3. An average gain of 450% over the trailing 12 months
And, of course, the most direct evidence of the success of the pot industry is the average return of marijuana stocks over the trailing year. The 12 largest marijuana stocks by market cap (including those with more indirect associations with pot industry) have increased in value by an average -- I repeat, an average -- of 450% over the trailing 12-month period.
Admittedly, AXIM Biotechnologies (AXIM -1.96%), a clinical-stage biotech company looking to market its chewable and topical cannabis products across more than a dozen indications, is a big reason why pot stocks are up so much as a collective. Its trailing 12-month return is 3,809%! The company's share price rose from the dead in October after announcing private funding that allowed its clinical research to continue.
However, even if we remove AXIM from the equation, the largest 11 marijuana stocks by market cap have risen an average of 144.7% over the trailing 12-month period. That leaves the broader stock market in the dust!
Among the top performers are growers and retailers for the Canadian medical cannabis industry. Canopy Growth Corp. (CGC -2.06%), Aphria (NASDAQOTH: APHQF), and Aurora Cannabis (ACB 1.28%), are up 204%, 285%, and 452%, respectively, over the trailing 12-month period.
Why the excitement?
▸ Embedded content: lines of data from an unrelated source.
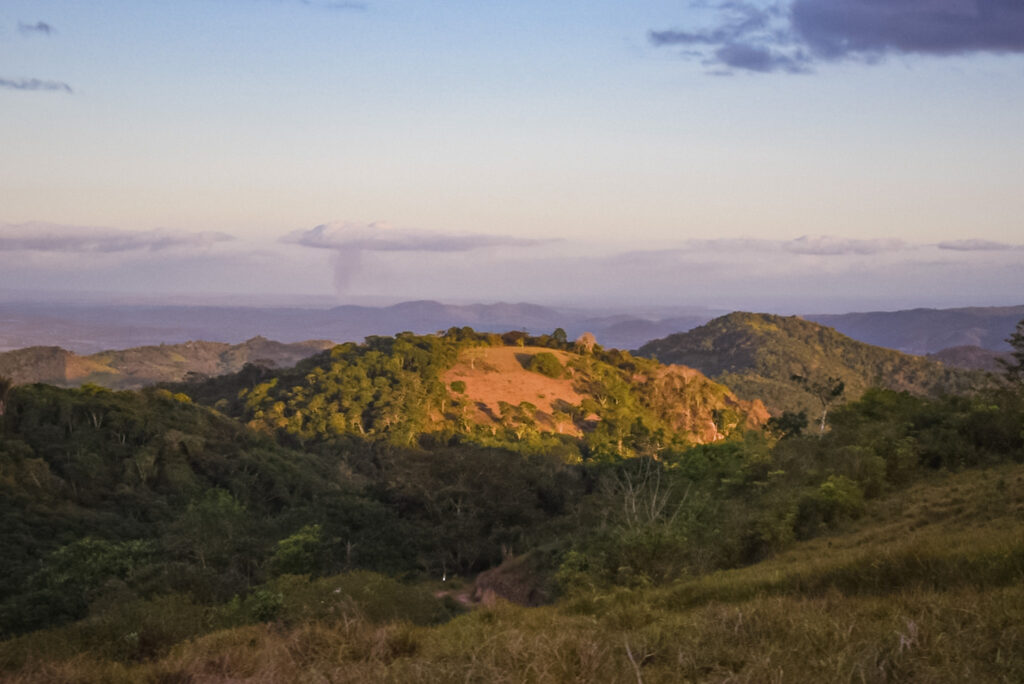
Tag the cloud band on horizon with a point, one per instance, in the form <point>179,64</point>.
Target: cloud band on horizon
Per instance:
<point>72,239</point>
<point>794,36</point>
<point>35,84</point>
<point>349,240</point>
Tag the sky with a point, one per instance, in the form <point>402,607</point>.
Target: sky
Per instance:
<point>794,156</point>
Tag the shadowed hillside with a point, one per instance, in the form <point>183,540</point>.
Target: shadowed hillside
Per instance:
<point>929,331</point>
<point>757,354</point>
<point>138,367</point>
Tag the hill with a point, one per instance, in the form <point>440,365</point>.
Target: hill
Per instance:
<point>757,354</point>
<point>971,357</point>
<point>889,549</point>
<point>138,367</point>
<point>928,331</point>
<point>89,328</point>
<point>489,389</point>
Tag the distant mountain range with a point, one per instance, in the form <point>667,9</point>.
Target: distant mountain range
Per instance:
<point>757,354</point>
<point>138,367</point>
<point>88,329</point>
<point>929,331</point>
<point>977,334</point>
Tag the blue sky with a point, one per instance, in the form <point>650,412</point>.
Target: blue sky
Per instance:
<point>804,155</point>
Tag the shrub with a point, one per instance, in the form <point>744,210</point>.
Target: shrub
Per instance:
<point>547,364</point>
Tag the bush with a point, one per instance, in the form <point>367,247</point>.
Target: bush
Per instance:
<point>547,364</point>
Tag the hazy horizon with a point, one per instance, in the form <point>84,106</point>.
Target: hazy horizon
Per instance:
<point>795,156</point>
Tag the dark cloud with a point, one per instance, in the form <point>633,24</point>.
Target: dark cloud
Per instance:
<point>828,246</point>
<point>381,238</point>
<point>34,84</point>
<point>37,28</point>
<point>976,246</point>
<point>837,29</point>
<point>793,36</point>
<point>759,58</point>
<point>71,239</point>
<point>351,242</point>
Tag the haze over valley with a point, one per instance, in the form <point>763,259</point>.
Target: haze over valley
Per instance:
<point>578,341</point>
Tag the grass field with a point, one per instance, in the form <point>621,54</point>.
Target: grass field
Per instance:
<point>928,587</point>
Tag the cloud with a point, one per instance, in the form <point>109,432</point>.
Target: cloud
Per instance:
<point>381,238</point>
<point>829,246</point>
<point>976,246</point>
<point>349,6</point>
<point>37,28</point>
<point>34,84</point>
<point>72,239</point>
<point>795,35</point>
<point>350,241</point>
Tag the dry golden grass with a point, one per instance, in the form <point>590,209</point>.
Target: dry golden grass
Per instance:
<point>891,600</point>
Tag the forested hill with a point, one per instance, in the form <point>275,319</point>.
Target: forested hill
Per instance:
<point>757,354</point>
<point>487,389</point>
<point>127,369</point>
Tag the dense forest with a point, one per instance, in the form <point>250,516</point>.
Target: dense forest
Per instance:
<point>757,355</point>
<point>326,522</point>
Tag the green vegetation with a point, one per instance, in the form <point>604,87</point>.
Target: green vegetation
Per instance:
<point>392,390</point>
<point>758,354</point>
<point>151,538</point>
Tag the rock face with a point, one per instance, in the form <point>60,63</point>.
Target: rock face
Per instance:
<point>518,580</point>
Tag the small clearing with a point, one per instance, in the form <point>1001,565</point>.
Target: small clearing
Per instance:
<point>499,374</point>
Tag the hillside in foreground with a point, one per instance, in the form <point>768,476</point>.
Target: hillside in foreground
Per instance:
<point>489,389</point>
<point>757,354</point>
<point>927,587</point>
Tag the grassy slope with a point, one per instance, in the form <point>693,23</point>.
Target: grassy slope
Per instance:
<point>756,354</point>
<point>928,587</point>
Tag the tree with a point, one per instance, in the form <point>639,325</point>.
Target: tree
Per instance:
<point>826,392</point>
<point>1013,371</point>
<point>5,385</point>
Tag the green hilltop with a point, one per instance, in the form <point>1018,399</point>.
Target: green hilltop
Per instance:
<point>369,514</point>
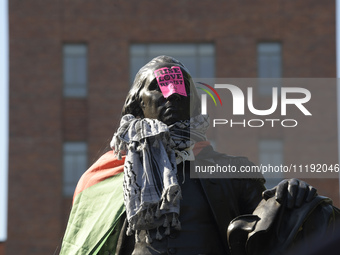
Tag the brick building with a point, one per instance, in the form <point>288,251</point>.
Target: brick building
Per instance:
<point>71,64</point>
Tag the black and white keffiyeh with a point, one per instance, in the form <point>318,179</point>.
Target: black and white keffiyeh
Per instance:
<point>151,189</point>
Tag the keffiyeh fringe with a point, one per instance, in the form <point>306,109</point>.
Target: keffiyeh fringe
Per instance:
<point>151,190</point>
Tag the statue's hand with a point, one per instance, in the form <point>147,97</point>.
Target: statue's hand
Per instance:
<point>293,190</point>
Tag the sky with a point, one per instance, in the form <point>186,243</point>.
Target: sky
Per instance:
<point>3,117</point>
<point>4,108</point>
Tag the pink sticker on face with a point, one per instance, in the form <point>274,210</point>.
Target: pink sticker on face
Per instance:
<point>170,81</point>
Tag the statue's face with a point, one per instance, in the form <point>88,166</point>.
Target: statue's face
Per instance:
<point>168,110</point>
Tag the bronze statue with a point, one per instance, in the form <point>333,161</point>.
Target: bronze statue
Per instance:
<point>161,136</point>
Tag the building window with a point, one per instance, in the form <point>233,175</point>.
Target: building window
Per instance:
<point>269,62</point>
<point>198,58</point>
<point>74,165</point>
<point>75,70</point>
<point>271,154</point>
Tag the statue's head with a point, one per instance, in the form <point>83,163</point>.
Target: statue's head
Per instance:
<point>146,100</point>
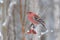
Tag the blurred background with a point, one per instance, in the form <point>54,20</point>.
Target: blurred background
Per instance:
<point>14,22</point>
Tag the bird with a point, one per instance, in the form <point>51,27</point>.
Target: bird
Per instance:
<point>34,19</point>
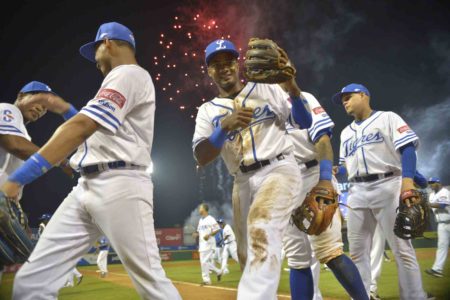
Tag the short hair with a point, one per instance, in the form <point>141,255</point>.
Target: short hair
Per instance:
<point>205,206</point>
<point>121,43</point>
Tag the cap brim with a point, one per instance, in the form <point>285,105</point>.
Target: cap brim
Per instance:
<point>234,52</point>
<point>337,98</point>
<point>88,51</point>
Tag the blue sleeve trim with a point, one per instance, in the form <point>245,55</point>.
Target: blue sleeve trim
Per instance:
<point>106,113</point>
<point>32,169</point>
<point>409,160</point>
<point>101,117</point>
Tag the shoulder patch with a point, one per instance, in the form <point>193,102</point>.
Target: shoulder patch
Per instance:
<point>403,128</point>
<point>113,96</point>
<point>318,110</point>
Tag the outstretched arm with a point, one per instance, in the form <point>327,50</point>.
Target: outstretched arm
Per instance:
<point>63,142</point>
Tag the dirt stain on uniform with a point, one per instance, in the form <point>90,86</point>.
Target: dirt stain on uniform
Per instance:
<point>258,246</point>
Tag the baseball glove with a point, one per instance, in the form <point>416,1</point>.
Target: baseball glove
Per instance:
<point>265,62</point>
<point>315,214</point>
<point>411,221</point>
<point>15,243</point>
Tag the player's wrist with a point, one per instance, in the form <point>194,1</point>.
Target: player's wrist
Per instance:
<point>326,169</point>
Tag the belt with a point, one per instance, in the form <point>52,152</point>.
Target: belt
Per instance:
<point>259,164</point>
<point>120,164</point>
<point>371,177</point>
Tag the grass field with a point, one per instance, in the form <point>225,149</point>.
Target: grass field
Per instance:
<point>186,275</point>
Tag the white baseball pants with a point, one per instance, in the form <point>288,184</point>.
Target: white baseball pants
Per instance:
<point>263,201</point>
<point>383,198</point>
<point>115,203</point>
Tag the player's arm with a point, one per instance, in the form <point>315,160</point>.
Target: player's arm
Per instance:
<point>63,142</point>
<point>18,146</point>
<point>208,149</point>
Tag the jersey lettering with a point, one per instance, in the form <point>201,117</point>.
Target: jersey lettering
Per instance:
<point>352,144</point>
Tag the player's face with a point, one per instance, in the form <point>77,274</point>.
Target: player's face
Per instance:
<point>31,107</point>
<point>223,68</point>
<point>353,102</point>
<point>103,57</point>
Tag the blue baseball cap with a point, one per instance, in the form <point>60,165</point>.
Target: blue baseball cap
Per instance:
<point>351,88</point>
<point>45,217</point>
<point>112,31</point>
<point>36,87</point>
<point>218,46</point>
<point>434,180</point>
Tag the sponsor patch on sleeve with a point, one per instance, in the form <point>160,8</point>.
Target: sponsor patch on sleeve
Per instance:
<point>318,110</point>
<point>113,96</point>
<point>403,128</point>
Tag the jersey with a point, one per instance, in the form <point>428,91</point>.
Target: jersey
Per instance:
<point>219,238</point>
<point>124,107</point>
<point>11,123</point>
<point>228,234</point>
<point>303,139</point>
<point>372,146</point>
<point>263,139</point>
<point>442,196</point>
<point>207,225</point>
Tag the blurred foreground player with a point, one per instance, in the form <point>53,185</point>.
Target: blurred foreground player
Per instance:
<point>114,135</point>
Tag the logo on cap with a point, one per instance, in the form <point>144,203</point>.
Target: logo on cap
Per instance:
<point>221,45</point>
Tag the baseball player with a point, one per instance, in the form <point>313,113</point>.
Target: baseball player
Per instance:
<point>440,203</point>
<point>102,258</point>
<point>32,103</point>
<point>378,153</point>
<point>114,134</point>
<point>229,246</point>
<point>314,155</point>
<point>245,124</point>
<point>206,230</point>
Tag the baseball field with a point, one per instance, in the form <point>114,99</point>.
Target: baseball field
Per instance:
<point>186,276</point>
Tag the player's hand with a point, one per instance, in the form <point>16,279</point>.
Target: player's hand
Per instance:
<point>327,185</point>
<point>240,118</point>
<point>408,184</point>
<point>56,104</point>
<point>11,190</point>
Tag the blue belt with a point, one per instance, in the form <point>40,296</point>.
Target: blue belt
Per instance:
<point>120,164</point>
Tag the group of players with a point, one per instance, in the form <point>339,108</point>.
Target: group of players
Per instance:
<point>274,139</point>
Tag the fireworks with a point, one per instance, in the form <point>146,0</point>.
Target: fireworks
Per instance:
<point>178,60</point>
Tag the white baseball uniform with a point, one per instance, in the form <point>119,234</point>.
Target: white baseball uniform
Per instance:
<point>443,219</point>
<point>207,248</point>
<point>117,203</point>
<point>102,258</point>
<point>296,243</point>
<point>262,199</point>
<point>229,246</point>
<point>371,147</point>
<point>11,123</point>
<point>376,257</point>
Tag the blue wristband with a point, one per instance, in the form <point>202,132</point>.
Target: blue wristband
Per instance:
<point>326,169</point>
<point>32,169</point>
<point>341,170</point>
<point>70,113</point>
<point>301,115</point>
<point>218,137</point>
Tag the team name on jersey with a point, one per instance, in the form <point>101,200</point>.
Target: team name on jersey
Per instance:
<point>352,144</point>
<point>259,114</point>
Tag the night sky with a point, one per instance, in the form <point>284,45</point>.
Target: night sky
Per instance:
<point>399,49</point>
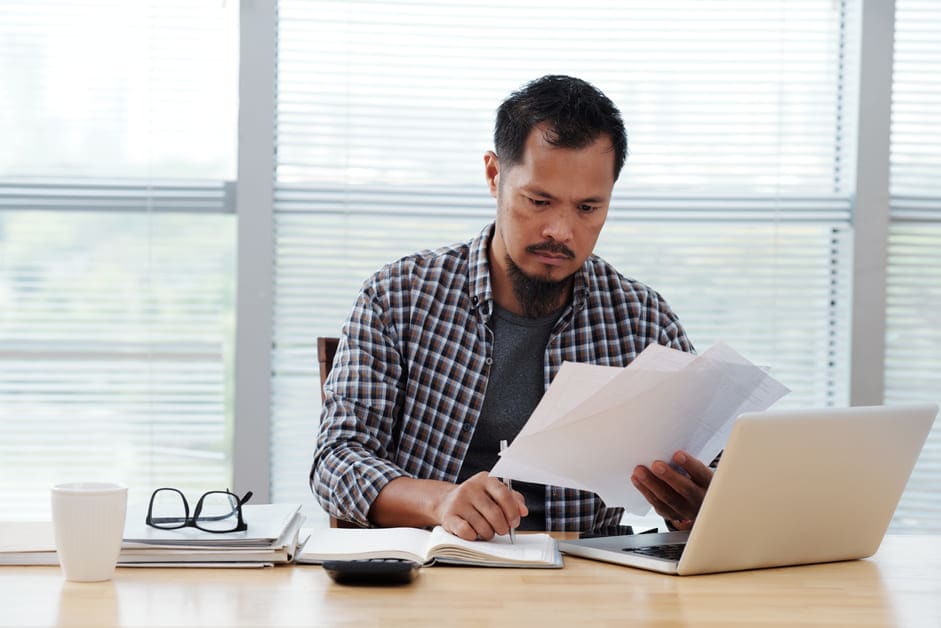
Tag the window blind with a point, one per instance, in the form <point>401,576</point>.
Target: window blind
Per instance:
<point>734,203</point>
<point>913,291</point>
<point>116,246</point>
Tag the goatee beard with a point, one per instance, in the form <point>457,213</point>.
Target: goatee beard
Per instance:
<point>537,297</point>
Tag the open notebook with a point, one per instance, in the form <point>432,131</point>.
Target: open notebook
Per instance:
<point>793,487</point>
<point>426,548</point>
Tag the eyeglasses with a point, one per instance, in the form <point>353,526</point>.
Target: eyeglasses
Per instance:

To begin with, Aphria, while small, has produced five consecutive profitable quarters, while Canopy Growth remains on track to deliver a full-year profit in 2017.
More importantly, all three growers and retailers are working on major expansions of their growing capacity to take advantage of an increase in medical cannabis demand, and to be prepared in case Canada moves forward with a bill to legalize recreational weed. Canopy Growth recently acquired 472,000 square feet around its corporate headquarters. Meanwhile Aphria and Aurora Cannabis are working on organic expansions. Aphria's Phase IV expansion will push its grow capacity to 1 million square feet, while the Aurora Sky project is expected to add 800,000 square feet of grow capacity for Aurora Cannabis.
One overarching figure
However, there's one all-important statistic that marijuana businesses and marijuana investors also need to be aware of: the number 1... as in the current scheduling of cannabis at the federal level.
The federal government's schedule 1 status on marijuana means it offers no medical benefits and is an illicit substance. It also means that marijuana-based businesses face a number of disadvantages, such as the inability to take normal corporate tax deductions and difficulty securing basic banking services, including something as simple as a checking account.
As long as the federal government keeps its schedule 1 status on marijuana, the sky is not the limit for the industry or marijuana stocks. And with an ardent opponent of pot like current Attorney General Jeff Sessions, it looks increasingly unlikely that major advancements will be made at the federal level under the Trump administration.
Translation? You might be better off distancing yourself from marijuana stocks despite their recent performance.